The clustering pattern in N-J analysis showed three clusters and no clear separation was observed which deviates from the studies carried out in sapota germplasm in India using RAPD markers by Jalawadi (2014), Jalawadi et al. (2014), Kumar et al. (2014) stated that the clustering in sapota was based on size and shape of the fruit. Further analysis of the clustering pattern using the STRUCTURE program figured out ideal value of k = 3 which also showed admixed population with ancestry shared among 56.6% of the population. In Pouteria sapota, a study carried out by Arias et al. (2015) microsatellite markers showed a clustering pattern based on the geographical locations and the STRUCTURE analyses showed admixed population((Fig. 7). The hindrance in the clustering pattern in N-J analysis is probably due to the admixed population shown by STRUCTURE analyses.

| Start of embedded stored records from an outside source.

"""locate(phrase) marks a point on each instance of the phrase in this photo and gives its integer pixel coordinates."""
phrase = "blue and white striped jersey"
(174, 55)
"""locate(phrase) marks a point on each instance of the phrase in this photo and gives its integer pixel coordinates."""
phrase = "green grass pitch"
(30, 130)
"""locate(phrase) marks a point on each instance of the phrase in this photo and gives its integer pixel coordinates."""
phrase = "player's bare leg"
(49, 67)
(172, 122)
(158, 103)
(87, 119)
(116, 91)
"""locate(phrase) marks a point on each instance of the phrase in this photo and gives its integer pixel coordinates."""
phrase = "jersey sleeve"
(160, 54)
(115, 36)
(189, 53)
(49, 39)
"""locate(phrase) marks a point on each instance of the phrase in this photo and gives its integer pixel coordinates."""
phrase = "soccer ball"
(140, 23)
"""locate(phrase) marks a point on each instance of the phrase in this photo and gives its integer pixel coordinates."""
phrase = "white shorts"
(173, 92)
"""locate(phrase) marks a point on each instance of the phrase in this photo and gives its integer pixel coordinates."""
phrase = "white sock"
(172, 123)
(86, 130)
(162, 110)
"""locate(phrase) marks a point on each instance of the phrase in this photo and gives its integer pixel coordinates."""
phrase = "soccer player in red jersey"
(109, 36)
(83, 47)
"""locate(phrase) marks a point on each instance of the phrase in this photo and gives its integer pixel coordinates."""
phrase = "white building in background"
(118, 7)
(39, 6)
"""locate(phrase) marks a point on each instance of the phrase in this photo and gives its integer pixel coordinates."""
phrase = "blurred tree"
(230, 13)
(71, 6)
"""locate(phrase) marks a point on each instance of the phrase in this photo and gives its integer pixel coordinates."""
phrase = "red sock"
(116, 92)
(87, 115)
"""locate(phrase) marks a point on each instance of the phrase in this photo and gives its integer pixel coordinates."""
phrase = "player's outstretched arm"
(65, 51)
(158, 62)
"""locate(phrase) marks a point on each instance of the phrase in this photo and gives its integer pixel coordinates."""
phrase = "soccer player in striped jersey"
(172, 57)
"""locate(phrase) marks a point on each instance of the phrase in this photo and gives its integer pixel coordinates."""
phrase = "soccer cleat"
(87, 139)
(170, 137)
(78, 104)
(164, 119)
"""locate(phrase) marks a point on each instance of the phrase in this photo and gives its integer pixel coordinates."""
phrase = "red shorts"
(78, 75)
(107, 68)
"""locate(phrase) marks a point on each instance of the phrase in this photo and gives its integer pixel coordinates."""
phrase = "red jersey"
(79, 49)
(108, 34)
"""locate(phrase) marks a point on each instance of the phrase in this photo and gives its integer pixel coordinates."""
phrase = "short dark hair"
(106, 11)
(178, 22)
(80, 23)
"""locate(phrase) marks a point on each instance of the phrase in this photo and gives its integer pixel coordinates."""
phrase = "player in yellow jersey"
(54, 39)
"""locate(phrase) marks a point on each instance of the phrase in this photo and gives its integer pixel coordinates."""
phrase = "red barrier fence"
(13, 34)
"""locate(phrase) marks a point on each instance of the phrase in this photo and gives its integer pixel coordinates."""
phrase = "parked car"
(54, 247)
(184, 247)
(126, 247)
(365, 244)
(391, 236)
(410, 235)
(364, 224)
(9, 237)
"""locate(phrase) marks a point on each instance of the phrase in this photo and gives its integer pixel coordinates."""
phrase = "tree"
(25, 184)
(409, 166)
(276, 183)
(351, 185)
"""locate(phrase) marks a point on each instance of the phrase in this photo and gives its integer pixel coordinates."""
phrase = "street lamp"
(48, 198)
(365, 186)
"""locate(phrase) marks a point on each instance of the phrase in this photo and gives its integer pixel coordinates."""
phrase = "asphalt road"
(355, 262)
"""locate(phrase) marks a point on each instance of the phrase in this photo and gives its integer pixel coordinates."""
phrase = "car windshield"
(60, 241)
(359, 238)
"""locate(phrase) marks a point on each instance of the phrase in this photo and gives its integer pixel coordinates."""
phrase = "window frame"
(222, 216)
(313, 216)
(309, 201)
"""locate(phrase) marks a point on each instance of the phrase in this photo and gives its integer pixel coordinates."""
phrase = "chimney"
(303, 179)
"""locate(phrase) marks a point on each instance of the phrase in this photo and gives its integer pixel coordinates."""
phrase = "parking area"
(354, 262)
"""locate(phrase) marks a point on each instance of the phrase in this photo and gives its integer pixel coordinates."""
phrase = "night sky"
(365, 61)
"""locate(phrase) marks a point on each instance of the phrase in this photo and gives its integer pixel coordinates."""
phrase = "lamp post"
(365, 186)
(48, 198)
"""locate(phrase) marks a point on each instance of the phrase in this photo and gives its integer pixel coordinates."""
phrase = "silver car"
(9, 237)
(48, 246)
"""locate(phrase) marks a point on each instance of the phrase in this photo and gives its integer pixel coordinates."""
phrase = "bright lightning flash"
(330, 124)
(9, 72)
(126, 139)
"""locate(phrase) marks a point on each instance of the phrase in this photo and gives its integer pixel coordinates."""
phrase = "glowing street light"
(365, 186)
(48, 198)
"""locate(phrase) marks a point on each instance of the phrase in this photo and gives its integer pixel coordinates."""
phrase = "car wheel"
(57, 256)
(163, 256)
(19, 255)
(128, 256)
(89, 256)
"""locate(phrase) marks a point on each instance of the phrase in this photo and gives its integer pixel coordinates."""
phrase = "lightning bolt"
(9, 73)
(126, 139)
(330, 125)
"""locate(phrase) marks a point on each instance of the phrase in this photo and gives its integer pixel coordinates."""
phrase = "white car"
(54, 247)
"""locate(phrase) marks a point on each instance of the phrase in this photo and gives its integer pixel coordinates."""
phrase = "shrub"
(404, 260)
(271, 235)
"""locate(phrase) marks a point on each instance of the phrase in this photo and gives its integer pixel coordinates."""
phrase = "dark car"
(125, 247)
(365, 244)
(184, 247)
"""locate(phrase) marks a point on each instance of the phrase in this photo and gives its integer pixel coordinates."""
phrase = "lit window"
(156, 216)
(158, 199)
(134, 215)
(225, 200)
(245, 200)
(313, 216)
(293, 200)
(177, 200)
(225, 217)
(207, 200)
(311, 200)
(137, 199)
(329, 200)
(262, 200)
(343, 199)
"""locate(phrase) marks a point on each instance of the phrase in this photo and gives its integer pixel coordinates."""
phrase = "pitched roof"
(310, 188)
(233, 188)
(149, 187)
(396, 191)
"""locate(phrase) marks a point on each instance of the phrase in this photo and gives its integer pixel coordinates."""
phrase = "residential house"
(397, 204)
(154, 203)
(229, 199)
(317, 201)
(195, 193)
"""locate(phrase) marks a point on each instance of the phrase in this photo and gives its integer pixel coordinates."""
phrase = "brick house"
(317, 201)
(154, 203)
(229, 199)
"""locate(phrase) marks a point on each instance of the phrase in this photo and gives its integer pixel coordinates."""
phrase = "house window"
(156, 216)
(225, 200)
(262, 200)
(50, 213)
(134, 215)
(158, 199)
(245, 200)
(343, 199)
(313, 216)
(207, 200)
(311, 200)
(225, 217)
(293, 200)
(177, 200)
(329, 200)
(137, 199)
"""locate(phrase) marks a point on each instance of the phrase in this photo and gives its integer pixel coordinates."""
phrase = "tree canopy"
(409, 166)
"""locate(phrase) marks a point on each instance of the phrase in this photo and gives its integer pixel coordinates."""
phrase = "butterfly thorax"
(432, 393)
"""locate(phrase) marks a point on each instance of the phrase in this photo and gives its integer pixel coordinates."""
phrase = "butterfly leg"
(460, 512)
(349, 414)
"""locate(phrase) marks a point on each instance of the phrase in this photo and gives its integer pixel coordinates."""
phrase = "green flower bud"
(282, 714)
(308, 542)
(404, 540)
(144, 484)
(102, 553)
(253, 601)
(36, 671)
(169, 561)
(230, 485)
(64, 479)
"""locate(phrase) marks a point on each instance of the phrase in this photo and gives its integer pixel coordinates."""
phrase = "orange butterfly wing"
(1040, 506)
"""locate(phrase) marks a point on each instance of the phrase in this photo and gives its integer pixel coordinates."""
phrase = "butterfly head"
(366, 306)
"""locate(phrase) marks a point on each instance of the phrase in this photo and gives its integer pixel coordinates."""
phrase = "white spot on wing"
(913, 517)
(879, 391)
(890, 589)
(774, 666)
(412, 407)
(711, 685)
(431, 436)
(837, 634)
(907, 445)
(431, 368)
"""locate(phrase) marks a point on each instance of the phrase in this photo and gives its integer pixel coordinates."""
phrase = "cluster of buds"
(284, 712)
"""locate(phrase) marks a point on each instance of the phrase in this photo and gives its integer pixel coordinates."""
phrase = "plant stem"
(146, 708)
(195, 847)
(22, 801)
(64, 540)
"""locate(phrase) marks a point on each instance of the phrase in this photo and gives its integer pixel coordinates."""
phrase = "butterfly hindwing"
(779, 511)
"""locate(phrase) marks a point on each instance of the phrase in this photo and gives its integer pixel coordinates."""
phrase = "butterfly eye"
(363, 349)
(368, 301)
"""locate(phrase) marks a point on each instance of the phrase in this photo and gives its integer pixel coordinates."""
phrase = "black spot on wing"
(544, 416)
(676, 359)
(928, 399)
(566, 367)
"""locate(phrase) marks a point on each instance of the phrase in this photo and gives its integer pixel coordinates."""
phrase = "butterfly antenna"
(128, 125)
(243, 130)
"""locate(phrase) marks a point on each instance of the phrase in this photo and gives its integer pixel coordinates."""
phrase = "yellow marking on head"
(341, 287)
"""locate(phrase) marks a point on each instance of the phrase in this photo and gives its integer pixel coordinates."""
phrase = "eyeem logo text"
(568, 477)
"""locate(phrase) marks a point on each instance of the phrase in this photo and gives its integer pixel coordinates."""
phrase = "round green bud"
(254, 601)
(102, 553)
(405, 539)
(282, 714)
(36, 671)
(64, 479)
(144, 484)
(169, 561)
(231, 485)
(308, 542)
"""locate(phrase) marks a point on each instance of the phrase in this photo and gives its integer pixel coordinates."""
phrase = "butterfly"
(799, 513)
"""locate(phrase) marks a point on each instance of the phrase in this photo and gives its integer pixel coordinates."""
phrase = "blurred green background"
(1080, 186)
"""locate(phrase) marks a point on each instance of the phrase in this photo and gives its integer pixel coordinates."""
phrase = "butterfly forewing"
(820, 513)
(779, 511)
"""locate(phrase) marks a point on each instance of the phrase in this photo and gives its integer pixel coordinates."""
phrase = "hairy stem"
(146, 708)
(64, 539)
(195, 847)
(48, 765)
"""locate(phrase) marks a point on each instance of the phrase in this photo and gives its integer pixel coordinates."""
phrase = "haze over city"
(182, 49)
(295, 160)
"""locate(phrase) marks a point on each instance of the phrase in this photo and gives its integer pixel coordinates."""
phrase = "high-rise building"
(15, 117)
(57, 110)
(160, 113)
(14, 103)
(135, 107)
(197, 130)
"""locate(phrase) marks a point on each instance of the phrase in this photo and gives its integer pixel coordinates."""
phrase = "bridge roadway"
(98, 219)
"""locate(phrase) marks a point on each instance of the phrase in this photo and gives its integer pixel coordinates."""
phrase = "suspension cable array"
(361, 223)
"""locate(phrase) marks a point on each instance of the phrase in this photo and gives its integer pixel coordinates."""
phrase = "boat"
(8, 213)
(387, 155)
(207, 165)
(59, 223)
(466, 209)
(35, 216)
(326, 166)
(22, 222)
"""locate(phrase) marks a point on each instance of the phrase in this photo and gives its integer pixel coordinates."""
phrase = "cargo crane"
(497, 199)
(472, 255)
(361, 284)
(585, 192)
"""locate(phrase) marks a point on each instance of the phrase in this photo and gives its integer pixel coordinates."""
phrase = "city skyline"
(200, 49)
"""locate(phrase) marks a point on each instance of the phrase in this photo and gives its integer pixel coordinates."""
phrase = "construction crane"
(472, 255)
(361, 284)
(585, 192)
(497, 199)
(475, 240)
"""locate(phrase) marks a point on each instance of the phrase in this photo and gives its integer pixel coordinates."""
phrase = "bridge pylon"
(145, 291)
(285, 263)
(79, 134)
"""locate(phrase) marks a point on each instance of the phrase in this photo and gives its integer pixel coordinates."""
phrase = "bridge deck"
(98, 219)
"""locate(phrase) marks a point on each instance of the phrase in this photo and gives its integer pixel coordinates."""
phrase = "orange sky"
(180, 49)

Analysis of molecular variance revealed a significant Fst value of 0.69659 indicating high genetic differentiation among the 53 genotypes and 3 populations studied. There was a high differentiation among populations within groups and low differentiation among groups. The observed diversity among populations within groups indicates likely coexistence of different genotypes in the same region (Ravishankar et al. 2015a). In this study the genetic differentiation within the populations showed by the STRUCTURE analysis is similar with the AMOVA results.
Sapota is an introduced crop into India. In such crops the genetic differentiation is generally depends on the number cultivars introduced, degree of heterozygosity or the origin of the cultivars, which are unclear here. Hence, it is expected to be narrow and the genetic variation to be less. However, the results of this study shows that high genetic differentiation and diversity in the sapota population. This is in accordance with earlier studies by Jalawadi et al. (2014) and Kumar et al. (2014). Initially sapota might have been cultivated using seedlings, due to their high heterozygosity there are variations in the off-springs. Later it was selected and vegetatively propagated based on the preference of the region for fruit characteristics and yield. Therefore, there is a possibility of occurrence of wide diversity and a great extent of genetic variability in sapota might be originated due to seedling segregation and it was also possible a large number of seedlings or grafts of sapota was introduced to India from the place of origin. This is the first study in sapota where SSR or microsatellites were developed and genetic diversity of Indian collections was examined. The SSR markers developed would be helpful in developing linkage map, assessing genetic diversity and also molecular characterization of genotypes.